Atau jangan-jangan inilah yang disebut butterfly effect? Mark tidak pernah menyangka jika Renjun sangat berpengaruh pada kesehatan mental nya, bercanda. Mungkin Mark lah yang lemah, Renjun berhasil membuat tunas cinta nya tumbuh begitu cepat.
Ah, itu berlebihan. Sejujurnya Mark baru pertama kali nya mencintai orang dan tanpa berpikir panjang langsung mengklaim orang itu sebagai miliknya.
"MARK? UDAH BELOM??"
Itu suara teriakkan Renjun dari luar. Rasanya Mark tidak ingin keluar, bisa-bisa nanti dia muntah di depan Renjun.
Tetapi dia harus keluar bagaimanapun keadaan nya, nanti dirinya di sangka pingsan kan memalukan.
"Lama banget? Ngapain? Mandi?"
"Iya, aku mandi buat hilangin kuman yang menempel." ucap Mark asal yang mengundang tawa dari Renjun.
"Lucu banget, Mark. Cita-cita kamu pasti jadi pelawak ya?"
"Jadi suamimu--EH ASTAGA, NGGAK. Lupain."
Renjun terkekeh, "Kita ke kantin yuk? Aku tau kamu abis muntah, kita cari makan." Renjun menggenggam tangan Mark lalu membawa nya menuju kantin.
Tidak bohong, Mark makan dengan lahap karena merasa perutnya kosong walau tadi dia sama sekali tidak muntah. Dia hanya merasa energi nya terkuras begitu saja.
Renjun hanya memandang Mark dari samping dengan dagu yang dia tumpu di tangan. Sesekali tersenyum melihat Mark yang tampak kelaparan seperti satu minggu tidak menemukan makanan.

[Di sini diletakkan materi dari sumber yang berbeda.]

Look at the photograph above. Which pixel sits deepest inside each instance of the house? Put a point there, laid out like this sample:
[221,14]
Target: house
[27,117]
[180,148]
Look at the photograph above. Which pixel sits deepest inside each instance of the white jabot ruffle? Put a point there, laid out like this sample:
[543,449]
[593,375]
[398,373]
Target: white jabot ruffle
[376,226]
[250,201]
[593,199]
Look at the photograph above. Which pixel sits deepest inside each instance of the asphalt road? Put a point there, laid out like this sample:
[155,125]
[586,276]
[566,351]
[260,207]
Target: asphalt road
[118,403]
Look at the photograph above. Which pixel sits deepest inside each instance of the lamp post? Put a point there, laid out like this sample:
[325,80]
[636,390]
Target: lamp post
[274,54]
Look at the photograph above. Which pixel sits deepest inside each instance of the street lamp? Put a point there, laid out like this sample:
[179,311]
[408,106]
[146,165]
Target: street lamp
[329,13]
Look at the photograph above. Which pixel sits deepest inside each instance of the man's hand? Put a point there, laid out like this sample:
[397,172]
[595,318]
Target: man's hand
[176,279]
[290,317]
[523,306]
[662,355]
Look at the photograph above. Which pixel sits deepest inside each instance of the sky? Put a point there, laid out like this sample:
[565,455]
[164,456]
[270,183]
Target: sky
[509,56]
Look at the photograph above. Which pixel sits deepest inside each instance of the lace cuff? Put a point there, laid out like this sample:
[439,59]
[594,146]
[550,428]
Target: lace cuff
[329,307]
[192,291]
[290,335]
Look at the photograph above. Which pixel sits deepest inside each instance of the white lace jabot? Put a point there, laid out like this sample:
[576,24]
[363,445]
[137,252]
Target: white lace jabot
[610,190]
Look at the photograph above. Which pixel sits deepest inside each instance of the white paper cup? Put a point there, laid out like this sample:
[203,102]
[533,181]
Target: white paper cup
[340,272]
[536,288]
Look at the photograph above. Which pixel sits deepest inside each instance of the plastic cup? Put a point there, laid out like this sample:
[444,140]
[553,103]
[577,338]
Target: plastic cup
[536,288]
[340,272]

Mark yang merasa diperhatikan itu melirik sekilas ke arah Renjun, "Uhuk!" lalu tersedak ketika pandangan mereka bertemu.
Renjun dengan segera mendekatkan air minum pada Mark dan pria itu dengan cepat meneguknya sesekali menepuk-nepuk dada nya.
"Pelan-pelan makannya." kata Renjun.
"Udah biasa aja, tapi kamu liatin aku, kan jadi salting."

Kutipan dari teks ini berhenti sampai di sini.